Are you thinking about filing for Social Security benefits? The choice may seem simple, but it has profound consequences for your financial security throughout retirement.
Before you claim your benefits, be sure you aren't making a choice you will regret. To do that, ask yourself these three questions first.
1. What's your break-even point?
Social Security benefits can be claimed starting at 62, but you can raise your benefits for each month you wait up until 70, when there's no further advantage to delaying.
The benefits formula is structured so if you start getting checks early, you'll get smaller checks. If you claim later, you'll get larger checks that make up for the forgone funds. But this only works if you live long enough for the bigger checks to do that.
Before you claim your benefits, calculate your break-even point by:
- Determining how much in monthly income you'd receive at the younger claiming age.
- Figuring out how much money you'll miss out on by waiting to start your checks (for example, if you'd receive $13,152 in annual benefits at 62 but wait until 64, you'd miss out on $26,304).
- Determining how many higher monthly checks you need to account for the missed benefits. If your benefit is $171 per month higher due to waiting from 62 to 64, it would take you about 153 months ($26,304 divided by $171), or around 13 years, to make up for the forgone funds.
By calculating your break-even point, you can assess (based on your personal and family health history) if you're likely to live long enough to reach it.
2. How do I want to spend my money in retirement?
For some retirees, claiming benefits early makes sense because it provides more money early on to enjoy life.
You may not care if you have a lot of cash late in your 70s or 80s, when your health may be waning and you may be stuck at home. If so, you may be willing to accept early filing penalties and claim Social Security ASAP.
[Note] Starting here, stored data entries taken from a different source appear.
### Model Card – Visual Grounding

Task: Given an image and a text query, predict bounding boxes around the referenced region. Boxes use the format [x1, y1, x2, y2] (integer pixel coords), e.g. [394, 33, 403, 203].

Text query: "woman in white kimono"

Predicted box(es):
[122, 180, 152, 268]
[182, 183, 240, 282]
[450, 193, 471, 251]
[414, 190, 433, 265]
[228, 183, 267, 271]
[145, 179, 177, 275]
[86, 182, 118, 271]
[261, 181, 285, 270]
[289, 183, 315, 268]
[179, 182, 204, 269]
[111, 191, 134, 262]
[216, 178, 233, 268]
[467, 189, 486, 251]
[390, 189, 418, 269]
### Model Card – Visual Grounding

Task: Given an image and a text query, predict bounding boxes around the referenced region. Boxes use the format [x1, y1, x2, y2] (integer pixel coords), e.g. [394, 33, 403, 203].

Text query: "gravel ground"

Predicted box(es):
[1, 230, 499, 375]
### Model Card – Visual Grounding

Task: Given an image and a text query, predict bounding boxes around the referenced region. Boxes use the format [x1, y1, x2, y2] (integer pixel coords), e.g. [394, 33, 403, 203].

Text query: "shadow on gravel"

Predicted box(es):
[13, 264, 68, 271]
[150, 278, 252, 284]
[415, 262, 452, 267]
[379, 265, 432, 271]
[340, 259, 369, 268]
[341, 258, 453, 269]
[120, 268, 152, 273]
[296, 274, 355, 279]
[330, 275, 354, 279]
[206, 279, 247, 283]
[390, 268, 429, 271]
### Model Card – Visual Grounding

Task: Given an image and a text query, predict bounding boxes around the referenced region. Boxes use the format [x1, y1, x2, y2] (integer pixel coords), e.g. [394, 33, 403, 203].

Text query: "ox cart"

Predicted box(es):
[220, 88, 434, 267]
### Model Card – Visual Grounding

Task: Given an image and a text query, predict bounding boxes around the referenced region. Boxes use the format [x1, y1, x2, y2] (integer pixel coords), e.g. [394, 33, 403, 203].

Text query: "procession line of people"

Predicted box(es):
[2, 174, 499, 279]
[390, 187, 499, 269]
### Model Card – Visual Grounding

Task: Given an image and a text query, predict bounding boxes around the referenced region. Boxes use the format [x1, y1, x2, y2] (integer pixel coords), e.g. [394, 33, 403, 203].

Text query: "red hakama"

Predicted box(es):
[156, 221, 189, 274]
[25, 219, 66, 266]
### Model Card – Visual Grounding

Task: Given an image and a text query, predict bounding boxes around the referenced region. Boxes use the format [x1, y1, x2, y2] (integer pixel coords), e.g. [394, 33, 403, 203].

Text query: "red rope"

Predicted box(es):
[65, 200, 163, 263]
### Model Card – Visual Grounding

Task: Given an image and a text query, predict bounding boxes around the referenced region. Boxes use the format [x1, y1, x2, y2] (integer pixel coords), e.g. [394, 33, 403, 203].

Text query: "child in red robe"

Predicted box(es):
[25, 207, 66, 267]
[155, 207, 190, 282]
On the other hand, if you're worried about how to cover substantial healthcare costs that you could incur later in retirement, you may strongly prefer to claim Social Security later so you can max out your monthly benefit for the highest guaranteed income late in life.
3. Am I doing the right thing for my spouse?
Your decision won't affect only you if you're married.
If you put off claiming your own Social Security benefit, for example, your spouse will not be able to begin spousal benefits until you've started your own checks. On the other hand, if you claim benefits early and were the higher earner, you'll shrink the survivors benefit your partner will receive if you die first.
It can be complicated to determine how to maximize your joint lifetime income as a married couple, but make the decision together. In many cases, this means the lower earner claims benefits first to provide money for you both to live on, while the higher earner delays to maximize benefits. This can mean more combined benefits later, as well as more for the surviving spouse.
Because of the challenges in deciding on the best claiming strategy as a couple, you'll want to look carefully at all your options and even consider talking with a financial advisor.